Cultural factors also come into play. “I have an employee who came to us from a large multinational company ... he was really keen on working for us, he wanted to be in a startup,” said Theatro's Todd. “But he was getting married, and his in-laws would have liked to see their daughter marry a young man with a stable job in a large company,” he said.

“In America, it’s cool to be part of a startup ... that’s not the case here yet,” Todd said. “I had an employee who had to leave suddenly because he had to move to a different city to help his family. ... He didn’t even want his stock options,” he said.

At a recent party, SeedFund’s Jacob found herself appealing to a friend, one of India’s best-known IT services leaders, to convince another friend to help her son chase a startup dream. The mother wanted her son to “get a job in a multinational company,” Jacob recalled.
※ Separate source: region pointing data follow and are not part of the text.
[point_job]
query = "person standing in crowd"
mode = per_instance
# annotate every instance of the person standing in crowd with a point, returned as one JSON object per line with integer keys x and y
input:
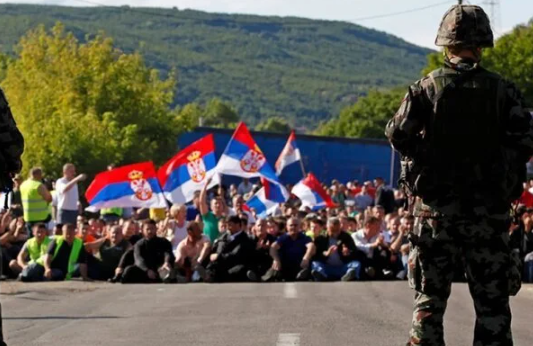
{"x": 10, "y": 156}
{"x": 336, "y": 256}
{"x": 154, "y": 260}
{"x": 35, "y": 250}
{"x": 68, "y": 195}
{"x": 469, "y": 137}
{"x": 35, "y": 199}
{"x": 211, "y": 217}
{"x": 175, "y": 226}
{"x": 291, "y": 253}
{"x": 230, "y": 256}
{"x": 192, "y": 253}
{"x": 66, "y": 257}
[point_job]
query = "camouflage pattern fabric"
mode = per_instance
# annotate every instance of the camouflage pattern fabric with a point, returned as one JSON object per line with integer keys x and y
{"x": 483, "y": 243}
{"x": 467, "y": 26}
{"x": 405, "y": 130}
{"x": 446, "y": 230}
{"x": 11, "y": 140}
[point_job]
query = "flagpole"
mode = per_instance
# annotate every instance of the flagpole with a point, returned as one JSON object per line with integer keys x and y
{"x": 302, "y": 165}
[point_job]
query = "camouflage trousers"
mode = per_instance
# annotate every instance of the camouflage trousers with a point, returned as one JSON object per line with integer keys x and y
{"x": 483, "y": 245}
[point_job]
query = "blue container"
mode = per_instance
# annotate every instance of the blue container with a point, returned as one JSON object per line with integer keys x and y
{"x": 328, "y": 158}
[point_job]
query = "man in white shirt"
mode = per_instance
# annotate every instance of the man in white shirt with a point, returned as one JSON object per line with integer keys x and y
{"x": 176, "y": 228}
{"x": 238, "y": 207}
{"x": 372, "y": 242}
{"x": 67, "y": 195}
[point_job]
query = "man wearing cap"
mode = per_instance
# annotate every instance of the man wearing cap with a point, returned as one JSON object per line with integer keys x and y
{"x": 336, "y": 256}
{"x": 465, "y": 137}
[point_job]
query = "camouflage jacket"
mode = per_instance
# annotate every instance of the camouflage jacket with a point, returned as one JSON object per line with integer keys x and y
{"x": 406, "y": 132}
{"x": 12, "y": 142}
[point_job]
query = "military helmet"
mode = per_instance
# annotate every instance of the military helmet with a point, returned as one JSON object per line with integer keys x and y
{"x": 465, "y": 25}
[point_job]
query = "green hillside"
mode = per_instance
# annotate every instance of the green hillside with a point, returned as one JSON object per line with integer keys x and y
{"x": 304, "y": 70}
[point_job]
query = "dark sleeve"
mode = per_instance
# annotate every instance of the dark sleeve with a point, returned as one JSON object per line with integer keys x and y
{"x": 138, "y": 255}
{"x": 320, "y": 243}
{"x": 12, "y": 142}
{"x": 355, "y": 253}
{"x": 167, "y": 250}
{"x": 403, "y": 130}
{"x": 82, "y": 258}
{"x": 518, "y": 124}
{"x": 51, "y": 247}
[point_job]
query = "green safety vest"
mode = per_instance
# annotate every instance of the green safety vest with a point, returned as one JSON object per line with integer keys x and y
{"x": 37, "y": 251}
{"x": 74, "y": 254}
{"x": 115, "y": 211}
{"x": 34, "y": 206}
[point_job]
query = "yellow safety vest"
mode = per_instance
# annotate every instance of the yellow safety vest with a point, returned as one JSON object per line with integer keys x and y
{"x": 34, "y": 206}
{"x": 37, "y": 251}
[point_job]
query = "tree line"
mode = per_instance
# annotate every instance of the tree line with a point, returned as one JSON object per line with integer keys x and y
{"x": 93, "y": 104}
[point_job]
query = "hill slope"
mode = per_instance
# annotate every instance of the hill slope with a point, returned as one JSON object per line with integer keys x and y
{"x": 305, "y": 70}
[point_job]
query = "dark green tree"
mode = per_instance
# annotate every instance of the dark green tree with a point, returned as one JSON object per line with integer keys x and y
{"x": 274, "y": 124}
{"x": 367, "y": 118}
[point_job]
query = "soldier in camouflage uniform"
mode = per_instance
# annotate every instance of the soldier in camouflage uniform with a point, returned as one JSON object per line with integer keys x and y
{"x": 465, "y": 136}
{"x": 11, "y": 149}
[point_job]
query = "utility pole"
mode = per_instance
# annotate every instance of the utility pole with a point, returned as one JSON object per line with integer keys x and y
{"x": 494, "y": 13}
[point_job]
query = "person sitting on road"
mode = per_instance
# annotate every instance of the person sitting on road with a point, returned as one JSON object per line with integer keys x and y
{"x": 263, "y": 241}
{"x": 372, "y": 242}
{"x": 34, "y": 249}
{"x": 230, "y": 256}
{"x": 154, "y": 260}
{"x": 336, "y": 256}
{"x": 291, "y": 253}
{"x": 13, "y": 235}
{"x": 192, "y": 253}
{"x": 66, "y": 257}
{"x": 108, "y": 252}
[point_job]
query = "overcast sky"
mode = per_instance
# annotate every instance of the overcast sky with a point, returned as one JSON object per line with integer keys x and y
{"x": 418, "y": 26}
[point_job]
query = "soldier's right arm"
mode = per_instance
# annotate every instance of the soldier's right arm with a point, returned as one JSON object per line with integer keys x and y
{"x": 12, "y": 141}
{"x": 518, "y": 124}
{"x": 403, "y": 130}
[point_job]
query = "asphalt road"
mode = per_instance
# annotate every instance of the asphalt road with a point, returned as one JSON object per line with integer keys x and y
{"x": 305, "y": 314}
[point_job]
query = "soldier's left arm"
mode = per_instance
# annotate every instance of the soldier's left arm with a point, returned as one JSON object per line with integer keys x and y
{"x": 403, "y": 130}
{"x": 518, "y": 123}
{"x": 12, "y": 142}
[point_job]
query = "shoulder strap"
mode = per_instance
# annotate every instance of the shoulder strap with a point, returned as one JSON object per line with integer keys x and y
{"x": 454, "y": 83}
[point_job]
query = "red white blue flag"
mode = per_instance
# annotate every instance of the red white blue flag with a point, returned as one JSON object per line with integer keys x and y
{"x": 312, "y": 194}
{"x": 189, "y": 170}
{"x": 289, "y": 155}
{"x": 243, "y": 158}
{"x": 128, "y": 186}
{"x": 267, "y": 198}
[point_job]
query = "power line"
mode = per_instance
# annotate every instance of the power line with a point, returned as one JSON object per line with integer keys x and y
{"x": 403, "y": 12}
{"x": 182, "y": 17}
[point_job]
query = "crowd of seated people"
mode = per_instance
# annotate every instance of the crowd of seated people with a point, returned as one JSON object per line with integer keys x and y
{"x": 217, "y": 239}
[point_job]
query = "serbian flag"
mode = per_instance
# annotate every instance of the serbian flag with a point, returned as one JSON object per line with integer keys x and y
{"x": 189, "y": 170}
{"x": 312, "y": 194}
{"x": 243, "y": 158}
{"x": 267, "y": 198}
{"x": 128, "y": 186}
{"x": 289, "y": 155}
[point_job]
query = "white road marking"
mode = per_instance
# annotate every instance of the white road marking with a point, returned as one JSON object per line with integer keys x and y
{"x": 290, "y": 291}
{"x": 288, "y": 340}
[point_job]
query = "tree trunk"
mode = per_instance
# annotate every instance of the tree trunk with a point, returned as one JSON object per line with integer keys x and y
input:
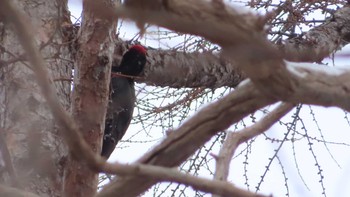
{"x": 36, "y": 149}
{"x": 90, "y": 95}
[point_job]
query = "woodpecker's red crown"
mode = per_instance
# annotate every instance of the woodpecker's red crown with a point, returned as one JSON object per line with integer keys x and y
{"x": 139, "y": 49}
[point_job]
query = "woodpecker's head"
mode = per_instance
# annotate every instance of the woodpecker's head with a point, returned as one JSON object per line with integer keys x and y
{"x": 133, "y": 61}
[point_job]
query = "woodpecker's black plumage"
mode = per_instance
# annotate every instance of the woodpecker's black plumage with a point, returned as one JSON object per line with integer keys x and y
{"x": 122, "y": 98}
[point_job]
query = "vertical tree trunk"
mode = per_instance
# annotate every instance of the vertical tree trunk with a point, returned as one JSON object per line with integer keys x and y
{"x": 36, "y": 150}
{"x": 90, "y": 94}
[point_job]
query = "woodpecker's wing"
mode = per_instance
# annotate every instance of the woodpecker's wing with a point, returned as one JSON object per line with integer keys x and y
{"x": 119, "y": 113}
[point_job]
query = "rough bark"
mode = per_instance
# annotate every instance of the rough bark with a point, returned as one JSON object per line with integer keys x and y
{"x": 32, "y": 138}
{"x": 89, "y": 100}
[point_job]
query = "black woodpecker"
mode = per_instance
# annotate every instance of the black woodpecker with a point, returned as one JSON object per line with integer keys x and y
{"x": 122, "y": 97}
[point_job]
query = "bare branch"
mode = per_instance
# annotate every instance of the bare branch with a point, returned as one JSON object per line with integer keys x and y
{"x": 320, "y": 41}
{"x": 165, "y": 174}
{"x": 191, "y": 135}
{"x": 234, "y": 139}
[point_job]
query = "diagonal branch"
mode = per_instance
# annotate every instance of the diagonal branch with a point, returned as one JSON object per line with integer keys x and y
{"x": 234, "y": 139}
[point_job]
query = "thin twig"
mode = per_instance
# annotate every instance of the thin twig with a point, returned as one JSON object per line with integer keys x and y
{"x": 233, "y": 140}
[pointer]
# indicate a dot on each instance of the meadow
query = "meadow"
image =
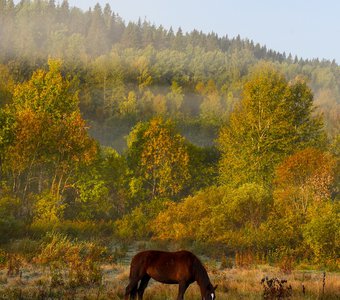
(65, 269)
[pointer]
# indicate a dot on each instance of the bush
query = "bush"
(79, 259)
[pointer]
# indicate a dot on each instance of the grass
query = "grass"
(61, 268)
(34, 282)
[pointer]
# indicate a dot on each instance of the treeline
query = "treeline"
(178, 136)
(269, 187)
(127, 71)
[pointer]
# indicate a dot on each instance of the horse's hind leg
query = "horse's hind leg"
(142, 286)
(131, 290)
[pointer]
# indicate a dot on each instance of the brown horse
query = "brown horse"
(182, 268)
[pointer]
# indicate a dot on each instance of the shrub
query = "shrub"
(79, 259)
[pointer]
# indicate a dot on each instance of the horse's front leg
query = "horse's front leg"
(183, 285)
(131, 289)
(142, 286)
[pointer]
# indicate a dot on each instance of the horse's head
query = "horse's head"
(210, 293)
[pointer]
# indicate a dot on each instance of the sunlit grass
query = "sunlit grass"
(34, 282)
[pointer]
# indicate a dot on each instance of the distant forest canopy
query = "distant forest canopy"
(132, 72)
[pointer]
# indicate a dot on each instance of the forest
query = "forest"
(132, 132)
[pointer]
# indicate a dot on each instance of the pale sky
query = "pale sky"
(306, 28)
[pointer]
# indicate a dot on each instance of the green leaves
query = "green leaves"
(273, 120)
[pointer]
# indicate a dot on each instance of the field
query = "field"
(20, 279)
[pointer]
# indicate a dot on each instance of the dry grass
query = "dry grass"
(34, 282)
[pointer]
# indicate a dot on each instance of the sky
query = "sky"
(306, 28)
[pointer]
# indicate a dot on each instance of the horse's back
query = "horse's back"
(167, 267)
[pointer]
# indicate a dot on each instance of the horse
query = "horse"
(181, 267)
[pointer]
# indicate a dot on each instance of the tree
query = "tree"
(50, 138)
(158, 157)
(303, 180)
(273, 120)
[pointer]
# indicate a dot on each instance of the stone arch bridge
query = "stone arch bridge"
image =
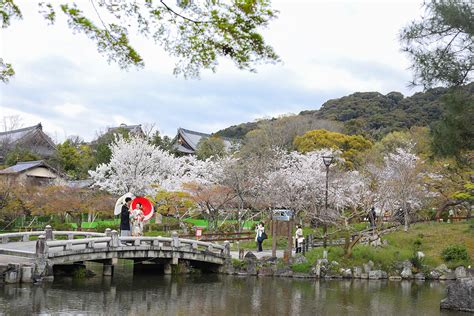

That attitude spills over to local investors, too, she said, meaning that much of the funds that SeedFund and other such firms raise to invest in startups comes from overseas sources, where “it’s more about whether India is the flavor of the season” and less about the potential of a specific Indian startup or set of startups. “We need more local investors to invest with firms like ours, taking a bet on India,” Jacob said.

“Perhaps my daughter will grow up and build something big,” said Ahimanikya Satapathy, chief executive at DocEngage, a Bangalore startup that’s building a suite of automation software aimed at medical clinics.

Satapathy spoke of how he discusses his business very seriously with his school-going daughter, aiming to make her much more commerce-savvy than the average Indian college graduate. For now, says SeedFund’s Jacob in a view echoed by many in the Indian startup industry: “We are still a nation where our schools and colleges produce employees and not employers.” But that is quickly changing.